Suíte Cândido Portinari
Leandro Braga, piano e composições
comemorando 70 anos
Hugo Pilger, violoncelo
Durante o ano de 2021 me propus à tarefa de compor uma música por dia, já que a pandemia limitou nossas vidas. A cada dia sentava ao piano e procurava uma inspiração que me guiasse, um nome, uma situação, e muitas homenagens.
Assim, surgiu o ideia de louvar nosso mestre maior, Candido Portinari, e não poderia ser com uma única peça, mas com várias. E decidi fazer essa homenagem através de músicas que suas obras evocam, com tanta originalidade e tanta expressividade.
A escolha das obras, visto a enormidade da criação do pintor, foi estabelecida com base nas emoções que me causavam, sempre intensas. Sua ordenação seguiu a um critério cênico, onde eu me permitia “rever” as cenas e movimentos anteriores à obra, e “prever” o futuro daqueles seres das telas. Portinari é um pintor do movimento, e minhas músicas a ele dedicadas buscam esse movimento a todo custo.
I - Meninos Brincando
O elemento condutor foi o movimento contínuo, a alegria, o desafio. Mesmo com elementos contrastantes, busquei nunca abandonar a ação. O ostinato de piano e violoncelo, a vivacidade melódica e o desafio são constantes. O piano e o violoncelo se provocam e disputam o tempo todo.
II - Criança Morta
Da séria Retirantes, fala por si. Da derrota, da constância da dor e da morte.
A música retrata a desesperança com uma constância do acompanhamento pianístico feito por arpejos.

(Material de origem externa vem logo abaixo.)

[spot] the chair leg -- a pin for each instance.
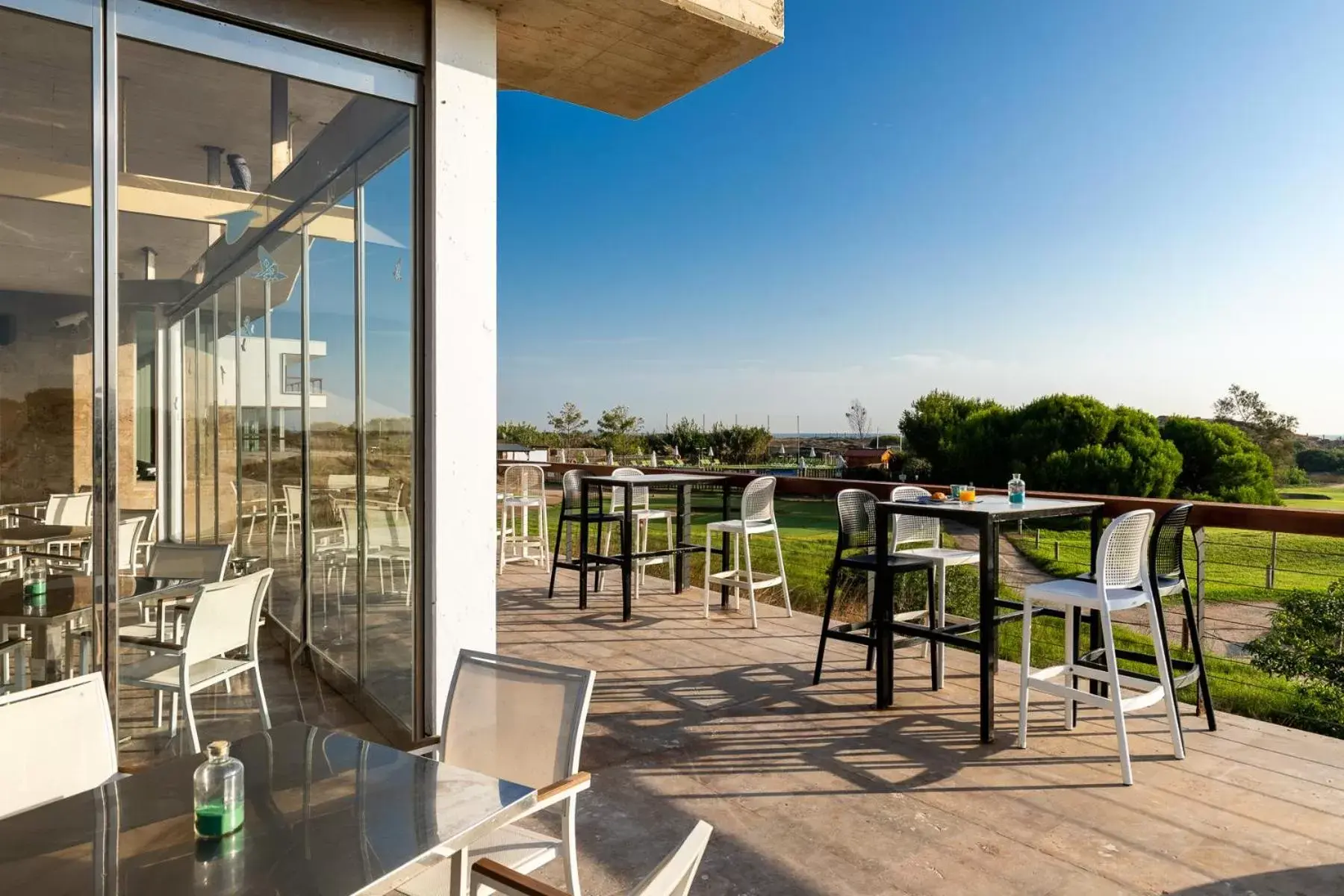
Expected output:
(746, 556)
(873, 591)
(1192, 626)
(784, 579)
(1070, 635)
(1164, 672)
(559, 531)
(1116, 697)
(1024, 677)
(826, 617)
(191, 719)
(569, 845)
(261, 699)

A constância do abandono e da dor.
III - Guerra e Paz
O grandioso painel instalado na sede da Organização das Nações Unidas, em Nova Iorque, obra monumental de Portinari, é uma avalanche de material extremamente denso para um compositor. Em termos macro, o uso do instável compasso ternário na Guerra estimula a imaginação dos horrores, e a melodia agitada e fugidia procura imitar a terrível instabilidade da guerra. A Paz procura um andamento e um compasso mais serenos, mas nunca apaziguados. A paz é carregada de instabilidade, de susto e medo.
IV - Cangaceiro
A rudeza da caatinga, a reflexão limitada do homem do cangaço, a reação violenta à vida cruel.
A música começa com essa atmosfera, sempre permeada de desesperança. Uma quase reflexão inútil, onde a melodia se permite ser instável e não definitiva. Na sequência, um Baião mostra essa solidão mais ordenada, com um ritmo um pouco mais previsível e constante. Uma terceira parte traz um xaxado , dança típica dos cangaceiros em seus momentos de embriaguês e alegria, que ilude, prenuncia uma redenção que nunca chega.
V - Menino com Pião
Peça muito preciosa, pois me foi sugerida pelo filho de Portinari, João Candido. Nesta obra o pintor retrata o próprio filho.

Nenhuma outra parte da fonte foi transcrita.